Hello. I live in Hillsboro, OR and have several mature arborvitae as a privacy screen in my backyard. They are on our side of a black chainlink fence separating our yard from a drainage area maintained by the city. Early last week we noticed that there were dead patches on all of the trees in our surrounding area. They are dead patches and not "dying". Apart from these dead patches, the trees seem healthy. This is inter-species as it seems to have affected pines, deciduous, broadleaves, etc. At first we thought it was just an irresponsible pesticide/herbicide job, but the dead patches are becoming worse and more noticeable and cover quite a large area. It has affected the trees in our small backyard, all of the trees in the drainage area, and across the street from that. Is there anything you know of that could possibly cause this?

ANSWER:

Sadly, you may be right about herbicide damage. Land maintained by a public entity, such as a city or county, may be sprayed for weeds, often by sub-contractors. If this is done carelessly or by untrained operators, the slightest puff of wind or bad aim can damage or kill other plants around it. The first step you should take is to call the city office responsible for maintaining that drainage area, and inquire about what has been done there recently. Certainly, you want to go to the drainage area and see if damage appears in the grasses or weeds in that area.

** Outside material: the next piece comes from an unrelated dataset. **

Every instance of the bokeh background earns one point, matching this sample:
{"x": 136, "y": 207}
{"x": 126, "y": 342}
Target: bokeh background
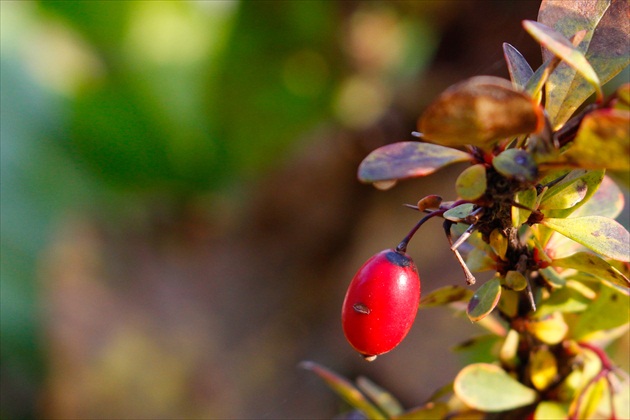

Another thing to think about when you contact the city is that indiscriminate spraying of herbicide or pesticide, especially in a drainage area, can result in those poisons entering lakes in the area and, eventually, your glass of water.

Since this appears to be affecting more than one species of plant, if you eliminate the possibility of herbicide, we would recommend you contact the Oregon State University Extension Office for Washington County.  If this is happening in your neighborhood, it is happening in others and the Extension people are closer to the problem, and may be able to help you find a solution.